Overwhelmed with gratitude, but forty pesos poorer (from the taxi ride), we returned home and made a plan for the next morning.  See, I still didn’t know if I would be able to access my paycheck at the bank.  Sometimes there are delays or hangups, and money doesn’t end up where it should.  Lucky break#2: at 5:15 a.m. we were able to withdraw pesos for the weekend.

On to the school!  This was complicated.  The school is really amazing: a pool, tennis courts, basketball courts, computer labs, etc. so it is heavily guarded.  It is also fortified with tall fences and gates to keep out unwanted pests.  I was on the wrong side of that gate.  I explained my situation to the guard, but he wasn’t really willing to take my word for it–or the principal’s note.  While he went to check with his boss, an older guard showed up.  In broken spanish, I explained what I needed, and after a tiny argument between the two of them–I was granted access.  And an escort to my classroom.

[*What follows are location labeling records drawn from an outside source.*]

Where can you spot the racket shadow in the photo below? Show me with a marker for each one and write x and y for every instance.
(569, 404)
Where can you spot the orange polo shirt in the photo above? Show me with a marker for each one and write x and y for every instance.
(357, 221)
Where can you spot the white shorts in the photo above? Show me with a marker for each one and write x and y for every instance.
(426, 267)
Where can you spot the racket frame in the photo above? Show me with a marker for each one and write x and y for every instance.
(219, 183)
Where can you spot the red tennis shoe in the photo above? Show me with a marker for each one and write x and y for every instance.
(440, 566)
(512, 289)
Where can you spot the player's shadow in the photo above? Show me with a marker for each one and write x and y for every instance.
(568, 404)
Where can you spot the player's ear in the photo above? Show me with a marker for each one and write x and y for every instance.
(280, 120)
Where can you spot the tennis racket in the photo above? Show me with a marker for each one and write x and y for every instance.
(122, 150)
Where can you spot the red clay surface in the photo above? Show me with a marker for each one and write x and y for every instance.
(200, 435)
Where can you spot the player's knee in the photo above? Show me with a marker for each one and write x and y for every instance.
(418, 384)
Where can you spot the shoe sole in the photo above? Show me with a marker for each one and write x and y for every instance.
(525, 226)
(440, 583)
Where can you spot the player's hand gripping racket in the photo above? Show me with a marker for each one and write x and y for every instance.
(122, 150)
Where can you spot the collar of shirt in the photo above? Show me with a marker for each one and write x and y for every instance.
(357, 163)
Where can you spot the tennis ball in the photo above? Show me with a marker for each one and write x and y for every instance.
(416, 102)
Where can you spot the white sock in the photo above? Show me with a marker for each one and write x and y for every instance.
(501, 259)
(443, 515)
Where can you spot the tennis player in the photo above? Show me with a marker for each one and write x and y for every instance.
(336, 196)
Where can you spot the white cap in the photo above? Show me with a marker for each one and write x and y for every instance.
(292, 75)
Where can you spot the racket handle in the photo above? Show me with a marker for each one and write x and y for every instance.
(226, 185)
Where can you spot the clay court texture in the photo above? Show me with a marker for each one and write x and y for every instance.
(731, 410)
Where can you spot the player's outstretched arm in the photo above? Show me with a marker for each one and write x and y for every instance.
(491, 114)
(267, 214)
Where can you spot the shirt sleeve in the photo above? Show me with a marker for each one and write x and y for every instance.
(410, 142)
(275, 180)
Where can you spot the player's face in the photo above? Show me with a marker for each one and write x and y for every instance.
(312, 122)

I made it to the airport with minutes to spare–and went through security and immigration without a hiccup (Lucky break: #3).  I only had to wait for my plane at the gate for 15 minutes, and then off we went.  On to the next stresser.

With no cell, I really had no way of knowing if my reservation in Hilton Head was taken care of.  Lucky break #4: it was.  My sister had called, and I was the only one on the shuttle!  This was a bit irritating after the rigmarole that I went through when I wanted to reserve a place.  Apparently, I really should have called 24 hours in advance.  Psh.